Suppose you forgot it was your partner’s birthday, but you know that they would appreciate the smallest of gestures, say a bouquet. It’s late at night and no florists are open. The cemetery on your way home has recently had a funeral, and you walk across the site and pick up a good-looking bouquet of roses from someone’s grave. You then head home, and the flowers are happily received by your partner.
Would you say that you hurt anyone?
This isn’t so much a moral dilemma as it is a creative misbehaviour. More specifically, it is an instance of the dark side of creativity – the side that few people acknowledge or talk about. Variously referred to as malevolent or negative, dark creativity uses the creative process to do something socially unappealing and guided by self-interest. You might not intend to harm someone else, yet harm is often a byproduct of your actions. In the instance above, you found an original solution (stealing flowers from a graveyard) to a problem (upset partner) that was effective (happy partner).
That is what makes up the crux of creativity – originality and effectiveness in behaviour.
But can we call such an act truly creative? For one thing, it violates moral codes of conduct (stealing); for another, it involves deception (omitting the truth about where you got the flowers).
Laypersons and academics alike have largely viewed creativity as a positive force, a notion challenged by the philosopher and educator Robert McLaren of California State University, Fullerton in 1993. McLaren proposed that creativity had a dark side, and that viewing it without a social or moral lens would lead to limited understanding. As time went on, newer concepts – negative and malevolent creativity – included conceiving original ways to cheat on tests or doing purposeful harm to others, for instance, innovating new ways to execute terrorist attacks.
Take a situation where you want to go to an event but the tickets are sold out. A creative person predisposed to deception and moral flexibility might come up with a solution involving bribing guards or pretending to be an organiser at the event. On the other hand, another creative individual with a more positive mindset might suggest creating a social-media campaign, for or against the event, to gain traction and recognition, and subsequent entry into the event.

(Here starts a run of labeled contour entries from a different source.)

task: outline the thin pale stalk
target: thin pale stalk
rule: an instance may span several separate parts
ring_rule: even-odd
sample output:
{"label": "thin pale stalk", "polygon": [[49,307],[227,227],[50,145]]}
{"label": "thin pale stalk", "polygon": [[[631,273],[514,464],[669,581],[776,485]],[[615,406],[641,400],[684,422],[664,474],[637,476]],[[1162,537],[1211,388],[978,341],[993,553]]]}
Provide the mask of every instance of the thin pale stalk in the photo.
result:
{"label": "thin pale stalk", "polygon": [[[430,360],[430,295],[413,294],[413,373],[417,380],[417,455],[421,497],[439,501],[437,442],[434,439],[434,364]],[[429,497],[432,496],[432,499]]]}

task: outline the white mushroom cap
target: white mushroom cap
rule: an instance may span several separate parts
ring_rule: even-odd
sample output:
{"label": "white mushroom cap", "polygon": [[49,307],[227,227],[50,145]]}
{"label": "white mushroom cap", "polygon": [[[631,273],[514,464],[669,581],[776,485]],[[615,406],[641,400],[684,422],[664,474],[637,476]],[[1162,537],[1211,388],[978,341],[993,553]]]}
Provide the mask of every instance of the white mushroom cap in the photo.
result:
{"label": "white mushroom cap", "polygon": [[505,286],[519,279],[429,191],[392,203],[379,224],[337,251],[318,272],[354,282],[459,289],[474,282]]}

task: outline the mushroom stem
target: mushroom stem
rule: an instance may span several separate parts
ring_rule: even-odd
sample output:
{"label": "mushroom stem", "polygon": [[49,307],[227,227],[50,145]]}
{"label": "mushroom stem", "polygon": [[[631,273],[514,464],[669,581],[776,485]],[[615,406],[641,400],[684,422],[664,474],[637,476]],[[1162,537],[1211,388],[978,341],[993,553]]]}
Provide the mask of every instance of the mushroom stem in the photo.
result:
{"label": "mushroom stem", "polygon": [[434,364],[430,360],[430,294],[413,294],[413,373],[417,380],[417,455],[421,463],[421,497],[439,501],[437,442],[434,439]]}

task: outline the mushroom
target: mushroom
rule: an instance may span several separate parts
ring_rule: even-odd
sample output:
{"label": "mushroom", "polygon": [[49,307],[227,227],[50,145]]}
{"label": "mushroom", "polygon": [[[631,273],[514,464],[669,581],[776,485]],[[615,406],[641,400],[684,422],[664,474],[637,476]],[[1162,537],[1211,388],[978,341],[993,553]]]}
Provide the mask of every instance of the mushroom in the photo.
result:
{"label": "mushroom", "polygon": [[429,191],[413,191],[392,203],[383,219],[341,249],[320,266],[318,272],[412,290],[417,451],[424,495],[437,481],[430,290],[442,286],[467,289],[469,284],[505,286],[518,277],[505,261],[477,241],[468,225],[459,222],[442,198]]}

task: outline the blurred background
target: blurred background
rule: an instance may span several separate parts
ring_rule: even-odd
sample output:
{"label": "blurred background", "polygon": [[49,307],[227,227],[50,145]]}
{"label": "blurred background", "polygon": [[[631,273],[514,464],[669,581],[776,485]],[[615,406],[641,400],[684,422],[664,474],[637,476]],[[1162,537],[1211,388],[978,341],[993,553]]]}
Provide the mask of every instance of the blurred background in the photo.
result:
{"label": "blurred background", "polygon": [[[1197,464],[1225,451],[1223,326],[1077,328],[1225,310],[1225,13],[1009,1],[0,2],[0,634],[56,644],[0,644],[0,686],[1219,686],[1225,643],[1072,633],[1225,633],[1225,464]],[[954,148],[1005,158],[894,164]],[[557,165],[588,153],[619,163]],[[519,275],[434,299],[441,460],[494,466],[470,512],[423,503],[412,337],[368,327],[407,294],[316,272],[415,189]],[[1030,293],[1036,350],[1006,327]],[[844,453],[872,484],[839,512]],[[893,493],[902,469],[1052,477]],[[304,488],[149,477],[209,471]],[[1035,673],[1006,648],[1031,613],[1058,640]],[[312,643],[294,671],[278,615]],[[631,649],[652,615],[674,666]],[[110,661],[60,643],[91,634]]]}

The question for me and my academic adviser, psychologist Azizuddin Khan at the Indian Institute of Technology Bombay, was whether both solutions should be used, and whether both are truly creative. We looked at the problem through what psychologists call the four Ps of creativity – person (the individual engaging in the act), process (the strategy employed), product (the creative outcome itself), and press (the situation at hand.) After a series of five experiments, we concluded that negative creativity (product) is most likely to be displayed by highly intelligent persons, with subclinical negative personality traits such as psychopathy, especially in open-ended situations where deception can succeed. When creative people had a negative, morally questionable goal up-front, they were also more likely to lie.
We confirmed the contention that the dark side of creativity exists, and is one that it’s important to acknowledge and understand. People can get hurt in surprising and original ways by practitioners of this dark craft. And, just as important, an entire set of misbehaviours with the potential to help us learn more about human creativity may be going unnoticed and ignored.
What if, after knowing that the dark side exists, we consciously try to use it? Is that really always bad? Khan and I think it depends. Perhaps we won’t lie to get into a theatre – but what if a surprise birthday party for a friend requires sly and crafty planning, coordination, and a great deal of deception and misdirection? Can we then channel our dark energies to bring joy to others? Sure; but this can become a slippery slope. If the goal switches to planning a surprise theft, the same skills can harm others.
The dark art has been here all along. Just consider some innovative advertising campaigns deriding a competitor’s product in favour of one’s own: the cola wars, the burger wars and the coffee wars are all notorious for hinting at the competition’s lower quality, with direct or indirect references. Is this dark? Sure; it’s an underhand way to get through to your undecided consumer. Is it creative? Of course! Should it be used? Definitely – it’s meant to increase your profit in a competitive world.
Dark humour should take a bow, as well. To be able to come up with a dead-baby joke, one needs not only a punchline, but a macabre one. To be able to laugh at such a joke, one needs to have a strong stomach and keep moralistic thinking at bay. The now infamous comedian Louis CK uses black comedy in his acts as well as his namesake television show. His work was disturbing yet hilarious – until he went too far, joking about high-school students massacred with guns. One can argue that dark humour has the potential to psychologically harm others – but dark jokes made with intent to elicit laughter highlight the importance of distinguishing means and ends in creative pursuits.
What Khan and I found in our research is that no matter what type of creative misbehaviour you engage in, someone might get hurt. It is the extent of harm compared with the benefit that we must figure out. Negative behaviours can disrupt society, but disruption sometimes is good. That said, our study of dark creativity has led to more questions than clarity across a number of domains. How does one classify ethical hacking? Should we applaud new methods of suicide as creative? What degree of harm is required as a byproduct of a creative act for it to be called dark? Should we reject negative creativity if self-benefit is the primary goal? And is there really a distinction between a negatively and a positively creative person – or are they just the same people compelled by different circumstances in life?
McLaren’s argument emphasised that creativity, like all human endeavours, had the potential to bring about unchecked harm. But all said and done, it’s up to us how we wield it.